Ce 1er novembre, jour de Toussaint, s’est ouvert le Mois du Doc. Jusqu’au 30 novembre, cette quatrième édition proposera des documentaires, événements et discussions aux quatre coins de la Wallonie et de Bruxelles. Les sujets abordés par ces quelque 150 projections seront aussi variés que l’art, la santé, la migration, la politique ou le féminisme. Justement, parmi les documentaires consacrés à la lutte pour les droits des femmes, on peut pointer #Salepute, réalisé par Myriam Leroy et Florence Hainaut.
Pour réaliser cet interpellant documentaire, les deux journalistes, elles-mêmes victimes de harcèlement en ligne, sont parties à la rencontre d’autres femmes ayant subi du cyberharcèlement. En leur donnant la parole, elles ont construit un récit à la fois intime et universel qui soulève la question lancinante de la place des femmes dans l’espace public. C’est en effet de cela qu’il s’agit, analysent les deux journalistes, quand des femmes se font insulter, menacer sur les réseaux sociaux, par mail ou n’importe quel moyen virtuel. Internet n’est, en fait, qu’un prolongement de ce qui se passe dans la rue. Une grande majorité des femmes en a déjà fait l’expérience. Une interpellation, un geste, voire une menace sont monnaie courante quand elles se promènent, d’autant plus quand elles sont seules. Planqués derrière leur écran, les cyberharceleurs ne font que reproduire ces comportements, prenant un plaisir malsain à provoquer, intimider ces femmes qui osent prendre leur place dans la société.
Visibles, donc vulnérables
C’est aussi de cela dont il s’agit dans ce documentaire, de cette occupation de l’espace. Les témoignages font froid dans le dos. Ils montrent comment ces harceleurs parviennent à réduire au silence leurs victimes, terrorisées à l’idée de ce qui pourrait leur arriver une fois l’écran de leur ordinateur éteint. Elles n’en dorment plus la nuit, ont peur pour leurs enfants, leur vie et finissent par quitter ces espaces de débat. Elles s’invisibilisent, perdent leur joie de vivre. #Salepute interroge notamment une femme politique allemande harcelée. Elle n’est pas dupe, si elle n’était pas mise sous le feu des projecteurs par son métier, elle n’aurait pas été la cible de ces attaques. C’est parfois la crainte de perdre des privilèges qui pousse certains hommes à s’en prendre aux femmes qui font entendre leur voix. Pour eux, une femme n’a pas le droit de s’exprimer, s’affirmer ou d’avoir un tant soit peu de pouvoir.

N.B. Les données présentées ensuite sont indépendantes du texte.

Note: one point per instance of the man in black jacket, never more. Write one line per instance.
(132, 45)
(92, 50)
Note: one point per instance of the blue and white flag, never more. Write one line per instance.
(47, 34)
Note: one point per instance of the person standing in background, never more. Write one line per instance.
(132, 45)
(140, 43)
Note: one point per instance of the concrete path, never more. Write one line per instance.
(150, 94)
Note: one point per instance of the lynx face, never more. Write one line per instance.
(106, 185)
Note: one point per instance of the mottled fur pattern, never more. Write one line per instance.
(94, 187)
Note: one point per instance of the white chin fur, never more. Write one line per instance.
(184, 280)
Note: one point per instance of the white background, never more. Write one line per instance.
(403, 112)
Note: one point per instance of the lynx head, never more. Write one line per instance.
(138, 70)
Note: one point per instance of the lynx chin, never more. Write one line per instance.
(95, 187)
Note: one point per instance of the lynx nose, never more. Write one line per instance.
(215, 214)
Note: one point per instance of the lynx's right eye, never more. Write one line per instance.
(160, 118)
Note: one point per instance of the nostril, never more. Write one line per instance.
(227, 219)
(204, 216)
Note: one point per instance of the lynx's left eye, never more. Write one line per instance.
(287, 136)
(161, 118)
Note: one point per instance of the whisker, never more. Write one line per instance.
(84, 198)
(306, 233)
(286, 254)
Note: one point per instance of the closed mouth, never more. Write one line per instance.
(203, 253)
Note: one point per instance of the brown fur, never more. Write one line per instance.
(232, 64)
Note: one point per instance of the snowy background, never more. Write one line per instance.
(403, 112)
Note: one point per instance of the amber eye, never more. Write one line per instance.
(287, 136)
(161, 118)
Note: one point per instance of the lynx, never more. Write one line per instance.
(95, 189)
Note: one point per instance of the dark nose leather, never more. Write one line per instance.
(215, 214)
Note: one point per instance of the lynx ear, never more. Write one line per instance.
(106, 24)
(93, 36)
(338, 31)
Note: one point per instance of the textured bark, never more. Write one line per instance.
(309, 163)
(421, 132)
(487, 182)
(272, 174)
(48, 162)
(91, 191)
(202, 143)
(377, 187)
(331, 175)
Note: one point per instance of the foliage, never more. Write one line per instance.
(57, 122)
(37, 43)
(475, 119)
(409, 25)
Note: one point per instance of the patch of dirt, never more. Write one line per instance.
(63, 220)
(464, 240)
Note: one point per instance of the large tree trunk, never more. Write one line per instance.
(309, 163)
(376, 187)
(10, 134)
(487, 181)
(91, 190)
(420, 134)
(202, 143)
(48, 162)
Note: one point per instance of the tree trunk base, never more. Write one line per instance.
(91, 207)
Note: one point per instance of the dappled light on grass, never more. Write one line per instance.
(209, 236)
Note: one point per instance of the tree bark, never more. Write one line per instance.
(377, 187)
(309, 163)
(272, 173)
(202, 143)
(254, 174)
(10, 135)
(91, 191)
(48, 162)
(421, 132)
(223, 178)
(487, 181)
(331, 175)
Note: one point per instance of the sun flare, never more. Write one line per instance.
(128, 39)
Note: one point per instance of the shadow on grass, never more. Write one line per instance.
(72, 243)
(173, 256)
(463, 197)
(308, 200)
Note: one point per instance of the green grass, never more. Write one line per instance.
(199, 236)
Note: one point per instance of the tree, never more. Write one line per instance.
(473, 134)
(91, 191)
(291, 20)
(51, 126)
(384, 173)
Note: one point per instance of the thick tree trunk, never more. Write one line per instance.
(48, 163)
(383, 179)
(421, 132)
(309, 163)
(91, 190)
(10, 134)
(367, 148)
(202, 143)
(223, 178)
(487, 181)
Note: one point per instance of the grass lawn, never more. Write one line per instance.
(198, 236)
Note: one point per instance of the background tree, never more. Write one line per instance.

Ils agissent de la sorte, se permettent ces dérives également parce qu’ils sont conscients de leur impunité. La législation n’est hélas pas du côté des victimes qui doivent batailler pour être entendues. Le harcèlement physique est déjà compliqué à faire reconnaître, alors quand c’est virtuel… Ce documentaire mérite donc un débat à l’issue de sa projection car il nous fait réaliser notre conception de la société, qu’on soit homme ou femme. Sur internet comme dans la vie physique, les agresseurs ne sont pas que des hommes. La problématique nous concerne tous.
Elise LENAERTS
Ce documentaire sera diffusé le lundi 8 novembre à La Tricoterie à Bruxelles, mais également, plus tard durant le mois, dans d’autres cinémas de la capitale ainsi qu’à Nivelles, à Huy et Ath. Ces projections seront suivies de débats avec les réalisatrices et/ou des intervenants actifs dans le domaine de la protection des femmes.